進入目錄/home/firecat/Prj/emq2.0/emq-relx-2.3.5/deps/emq_plugin_kafka_brod
Makefile檔案,新增紅色文字
BUILD_DEPS = emqttd cuttlefish brod
dep_brod = git
https://github.com/klarna/brod.git3.4.0
二、工程檔案修改
1、進入目錄/home/firecat/Prj/emq2.0/emq-relx-2.3.5/Makefile 檔案
Makefile 增加
DEPS += emq_plugin_kafka_brod
2、relx.config 中 release 段落添加這兩行:
brod,
{emq_plugin_kafka_brod, load}
3、/home/firecat/Prj/emq2.0/emq-relx-2.3.5/data/loaded_plugins設定自啟動插件
emq_recon.
emq_modules.
emq_retainer.
emq_dashboard.
emq_plugin_kafka_brod.
4、編譯過程會報錯:
DEP brod
make[2]: Entering directory `/home/firecat/Prj/emq2.0/emq-relx-2.3.5/deps/brod'
../../erlang.mk:1260: warning: overriding recipe for target `/home/firecat/Prj/emq2.0/emq-relx-2.3.5/deps/docopt'
../../erlang.mk:1235: warning: ignoring old recipe for target `/home/firecat/Prj/emq2.0/emq-relx-2.3.5/deps/docopt'
../../erlang.mk:1260: warning: overriding recipe for target `/home/firecat/Prj/emq2.0/emq-relx-2.3.5/deps/jsone'
../../erlang.mk:1235: warning: ignoring old recipe for target `/home/firecat/Prj/emq2.0/emq-relx-2.3.5/deps/jsone'
DEP supervisor3
Error: Unknown or invalid dependency: supervisor3.
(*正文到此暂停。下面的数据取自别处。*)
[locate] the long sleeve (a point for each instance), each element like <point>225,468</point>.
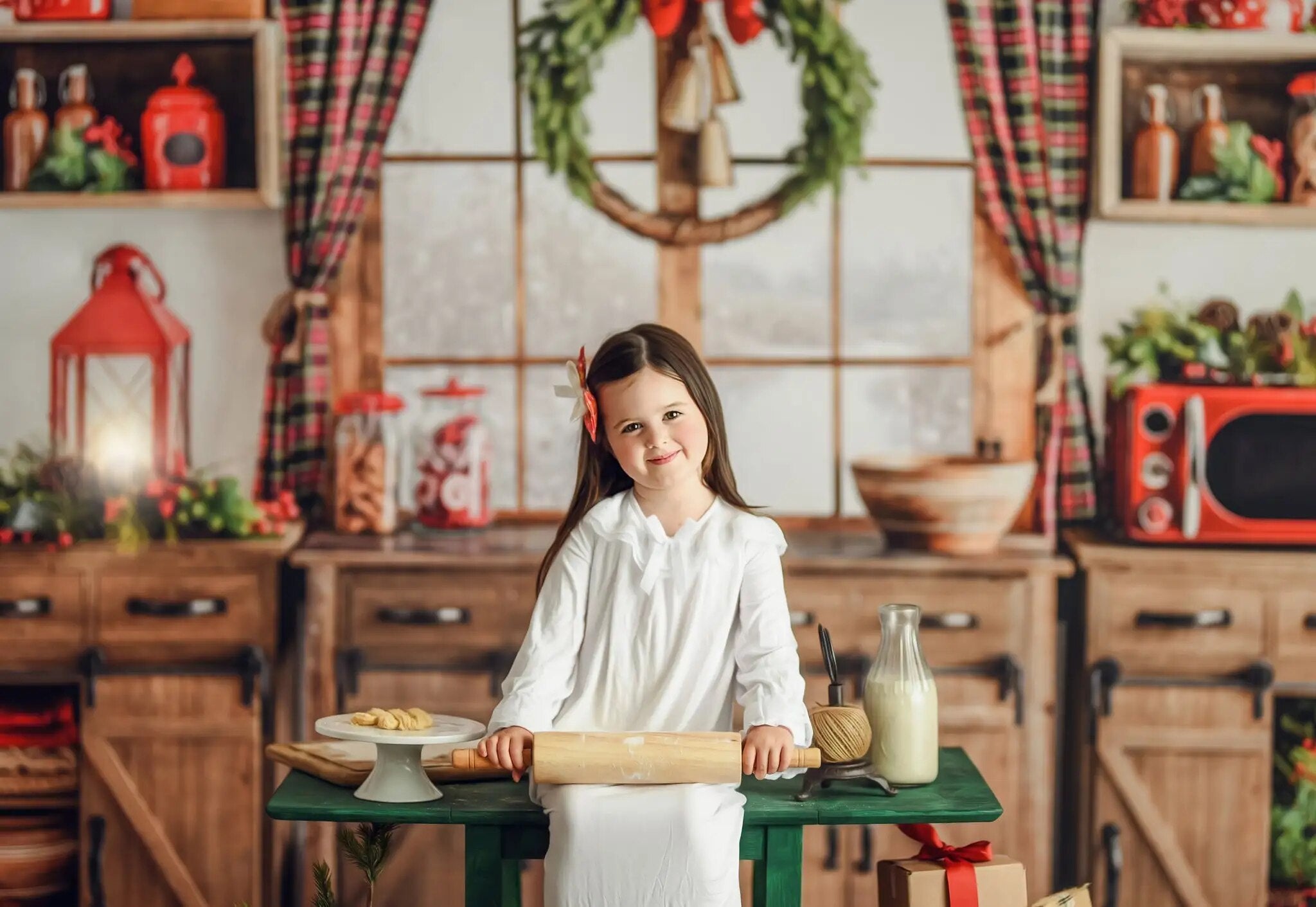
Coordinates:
<point>544,672</point>
<point>768,678</point>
make[2]: *** [/home/firecat/Prj/emq2.0/emq-relx-2.3.5/deps/supervisor3] Error 78
make[2]: Leaving directory `/home/firecat/Prj/emq2.0/emq-relx-2.3.5/deps/brod'
make[1]: *** [deps] Error 2
make[1]: Leaving directory `/home/firecat/Prj/emq2.0/emq-relx-2.3.5/deps/emq_plugin_kafka_brod'
make: *** [deps] Error 2
解決方法如下:
/home/firecat/Prj/emq2.0/emq-relx-2.3.5/deps/brod
Makefile檔案,第12和13行
dep_supervisor3_commit = 1.1.5
dep_kafka_protocol_commit = 1.1.2
修改為:
dep_supervisor3 = git
https://github.com/klarna/supervisor3.git1.1.5
dep_kafka_protocol = git
https://github.com/klarna/kafka_protocol.git1.1.2
三、源碼實作(完整的源碼下載下傳位址:
https://download.csdn.net/download/libaineu2004/10284403)
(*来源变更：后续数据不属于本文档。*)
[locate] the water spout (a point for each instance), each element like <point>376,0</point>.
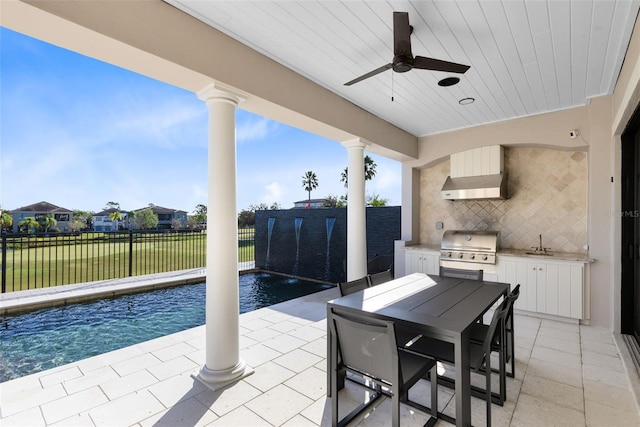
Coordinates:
<point>298,225</point>
<point>270,224</point>
<point>327,265</point>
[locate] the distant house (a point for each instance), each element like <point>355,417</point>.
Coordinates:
<point>308,204</point>
<point>102,220</point>
<point>166,217</point>
<point>61,215</point>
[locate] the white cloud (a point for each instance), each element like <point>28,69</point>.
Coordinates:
<point>255,129</point>
<point>273,192</point>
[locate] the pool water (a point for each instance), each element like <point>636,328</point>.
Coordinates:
<point>50,337</point>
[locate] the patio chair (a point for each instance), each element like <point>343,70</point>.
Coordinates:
<point>348,288</point>
<point>480,357</point>
<point>379,278</point>
<point>479,331</point>
<point>367,347</point>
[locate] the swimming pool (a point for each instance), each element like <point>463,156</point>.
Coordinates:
<point>50,337</point>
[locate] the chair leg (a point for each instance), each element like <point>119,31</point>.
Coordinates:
<point>434,391</point>
<point>334,399</point>
<point>488,390</point>
<point>395,402</point>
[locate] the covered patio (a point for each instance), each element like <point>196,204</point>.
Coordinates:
<point>566,375</point>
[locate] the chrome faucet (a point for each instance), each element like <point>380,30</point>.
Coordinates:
<point>540,248</point>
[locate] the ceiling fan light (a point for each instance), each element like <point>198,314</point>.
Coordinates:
<point>448,81</point>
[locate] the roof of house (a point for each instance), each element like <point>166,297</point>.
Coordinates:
<point>160,210</point>
<point>109,211</point>
<point>42,207</point>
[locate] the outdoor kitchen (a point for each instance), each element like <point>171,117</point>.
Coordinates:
<point>535,236</point>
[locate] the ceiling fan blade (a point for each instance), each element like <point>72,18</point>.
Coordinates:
<point>369,74</point>
<point>438,65</point>
<point>401,34</point>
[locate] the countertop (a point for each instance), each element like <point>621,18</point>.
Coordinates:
<point>522,253</point>
<point>558,256</point>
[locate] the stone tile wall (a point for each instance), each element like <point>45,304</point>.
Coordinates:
<point>548,196</point>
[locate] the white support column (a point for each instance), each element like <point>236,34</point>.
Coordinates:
<point>356,211</point>
<point>223,365</point>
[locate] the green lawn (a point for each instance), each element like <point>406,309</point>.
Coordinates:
<point>107,256</point>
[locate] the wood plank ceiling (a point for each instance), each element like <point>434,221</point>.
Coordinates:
<point>526,57</point>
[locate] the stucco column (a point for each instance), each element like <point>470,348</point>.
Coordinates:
<point>223,364</point>
<point>356,211</point>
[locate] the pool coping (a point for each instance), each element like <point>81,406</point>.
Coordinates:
<point>27,300</point>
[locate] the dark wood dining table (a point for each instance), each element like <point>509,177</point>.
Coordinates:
<point>443,308</point>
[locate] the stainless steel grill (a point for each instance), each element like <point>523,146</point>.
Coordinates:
<point>469,250</point>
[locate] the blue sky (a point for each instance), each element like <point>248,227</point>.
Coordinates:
<point>79,133</point>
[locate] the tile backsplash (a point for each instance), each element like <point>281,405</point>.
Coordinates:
<point>548,196</point>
1、/home/firecat/Prj/emq2.0/emq-relx-2.3.5/deps/emq_plugin_kafka_ekaf/etc/emq_plugin_kafka_brod.config
[
{emq_plugin_kafka_brod, [
{kafka, [
{ bootstrap_broker, [{"127.0.0.1", 9092}] }, %%能使用"localhost"
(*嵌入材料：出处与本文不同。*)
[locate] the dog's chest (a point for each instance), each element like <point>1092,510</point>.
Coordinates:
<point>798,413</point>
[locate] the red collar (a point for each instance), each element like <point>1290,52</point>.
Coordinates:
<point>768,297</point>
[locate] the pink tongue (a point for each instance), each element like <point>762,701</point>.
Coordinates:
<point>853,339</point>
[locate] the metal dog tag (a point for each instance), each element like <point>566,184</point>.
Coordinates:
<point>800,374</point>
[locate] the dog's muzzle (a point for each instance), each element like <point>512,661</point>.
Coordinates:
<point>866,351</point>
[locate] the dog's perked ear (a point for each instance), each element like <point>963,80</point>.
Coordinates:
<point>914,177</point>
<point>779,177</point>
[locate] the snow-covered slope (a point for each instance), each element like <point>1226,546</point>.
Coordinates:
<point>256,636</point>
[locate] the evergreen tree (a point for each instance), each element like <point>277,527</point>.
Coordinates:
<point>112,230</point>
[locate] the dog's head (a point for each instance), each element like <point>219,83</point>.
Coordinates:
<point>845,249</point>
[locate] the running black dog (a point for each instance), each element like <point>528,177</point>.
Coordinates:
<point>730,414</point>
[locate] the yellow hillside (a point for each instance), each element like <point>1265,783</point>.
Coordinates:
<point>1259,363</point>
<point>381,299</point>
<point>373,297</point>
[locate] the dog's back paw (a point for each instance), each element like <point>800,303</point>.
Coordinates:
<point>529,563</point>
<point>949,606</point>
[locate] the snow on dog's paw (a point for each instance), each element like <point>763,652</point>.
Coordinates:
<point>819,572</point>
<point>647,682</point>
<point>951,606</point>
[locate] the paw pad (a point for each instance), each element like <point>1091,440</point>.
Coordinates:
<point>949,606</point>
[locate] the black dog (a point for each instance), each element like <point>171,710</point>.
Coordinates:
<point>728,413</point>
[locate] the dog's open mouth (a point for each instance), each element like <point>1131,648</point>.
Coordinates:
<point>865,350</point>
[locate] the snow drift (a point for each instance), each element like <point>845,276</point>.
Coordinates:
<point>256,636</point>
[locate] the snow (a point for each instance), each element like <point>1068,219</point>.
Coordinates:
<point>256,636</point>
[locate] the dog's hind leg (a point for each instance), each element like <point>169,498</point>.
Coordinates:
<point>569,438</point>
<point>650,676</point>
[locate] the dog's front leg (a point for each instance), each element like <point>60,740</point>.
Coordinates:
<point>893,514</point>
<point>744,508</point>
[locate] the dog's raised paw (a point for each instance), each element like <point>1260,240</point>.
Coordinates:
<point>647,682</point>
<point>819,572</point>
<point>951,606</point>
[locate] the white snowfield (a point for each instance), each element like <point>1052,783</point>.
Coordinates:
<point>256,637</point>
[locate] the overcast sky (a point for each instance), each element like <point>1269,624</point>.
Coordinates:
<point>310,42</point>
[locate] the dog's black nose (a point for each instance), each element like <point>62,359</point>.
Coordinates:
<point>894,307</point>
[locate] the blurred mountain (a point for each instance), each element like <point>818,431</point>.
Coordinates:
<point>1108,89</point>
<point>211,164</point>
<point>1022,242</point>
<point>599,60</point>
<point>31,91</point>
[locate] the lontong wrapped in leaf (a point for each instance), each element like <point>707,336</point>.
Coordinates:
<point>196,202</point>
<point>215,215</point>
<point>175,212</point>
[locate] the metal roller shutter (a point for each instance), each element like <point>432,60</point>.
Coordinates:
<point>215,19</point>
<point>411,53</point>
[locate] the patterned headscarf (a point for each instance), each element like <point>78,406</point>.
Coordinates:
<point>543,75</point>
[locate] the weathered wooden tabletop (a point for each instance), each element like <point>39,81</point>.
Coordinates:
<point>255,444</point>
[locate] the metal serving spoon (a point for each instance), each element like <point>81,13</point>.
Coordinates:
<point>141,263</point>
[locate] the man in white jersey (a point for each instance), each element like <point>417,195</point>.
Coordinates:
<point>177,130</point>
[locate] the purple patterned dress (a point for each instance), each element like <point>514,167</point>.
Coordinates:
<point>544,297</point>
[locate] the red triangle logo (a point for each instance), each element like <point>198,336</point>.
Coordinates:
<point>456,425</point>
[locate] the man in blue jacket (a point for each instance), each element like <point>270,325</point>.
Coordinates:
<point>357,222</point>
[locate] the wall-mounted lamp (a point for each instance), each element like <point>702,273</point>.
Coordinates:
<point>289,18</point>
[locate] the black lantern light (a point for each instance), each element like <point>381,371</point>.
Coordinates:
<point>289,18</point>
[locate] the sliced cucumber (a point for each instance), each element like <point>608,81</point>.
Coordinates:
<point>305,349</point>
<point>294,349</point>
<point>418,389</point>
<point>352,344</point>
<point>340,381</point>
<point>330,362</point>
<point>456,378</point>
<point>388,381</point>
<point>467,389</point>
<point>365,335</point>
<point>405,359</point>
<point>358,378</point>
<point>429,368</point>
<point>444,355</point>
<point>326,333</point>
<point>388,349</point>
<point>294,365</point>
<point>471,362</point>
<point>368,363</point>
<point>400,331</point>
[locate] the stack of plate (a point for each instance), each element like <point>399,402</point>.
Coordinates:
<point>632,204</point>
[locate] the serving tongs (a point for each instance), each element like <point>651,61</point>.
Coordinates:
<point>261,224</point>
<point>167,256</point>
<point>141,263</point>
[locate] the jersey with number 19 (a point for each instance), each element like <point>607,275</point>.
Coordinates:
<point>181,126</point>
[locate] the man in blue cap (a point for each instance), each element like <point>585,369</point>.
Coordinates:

{ query_api_versions, false },
{ reconnect_cool_down_seconds, 10}
]}
]}
].
kafka broker叢集時,建議不使用localhost和127.0.0.1。而是使用真實ip。可以多個ip,例如:
[{"172.16.6.170", 9092},{"172.16.6.170", 9093},{"172.16.6.170", 9094}]
2、/home/firecat/Prj/emq2.0/emq-relx-2.3.5/deps/emq_plugin_kafka_ekaf/src/emq_plugin_kafka_brod.erl
%%--------------------------------------------------------------------
%% Copyright (c) 2013-2018 EMQ Enterprise, Inc. (http://emqtt.io)
%%
%% Licensed under the Apache License, Version 2.0 (the "License");
%% you may not use this file except in compliance with the License.
%% You may obtain a copy of the License at
%%
%% http://www.apache.org/licenses/LICENSE-2.0
%%
%% Unless required by applicable law or agreed to in writing, software
%% distributed under the License is distributed on an "AS IS" BASIS,
%% WITHOUT WARRANTIES OR CONDITIONS OF ANY KIND, either express or implied.
%% See the License for the specific language governing permissions and
%% limitations under the License.
%%--------------------------------------------------------------------
-module(emq_plugin_kafka_brod).
-include_lib("emqttd/include/emqttd.hrl").
-include_lib("brod/include/brod_int.hrl").
-define(TEST_TOPIC, <<"emqtest">>).
-export([load/1, unload/0]).
%% Hooks functions
-export([on_client_connected/3, on_client_disconnected/3]).
-export([on_client_subscribe/4, on_client_unsubscribe/4]).
-export([on_session_created/3, on_session_subscribed/4, on_session_unsubscribed/4, on_session_terminated/4]).
-export([on_message_publish/2, on_message_delivered/4, on_message_acked/4]).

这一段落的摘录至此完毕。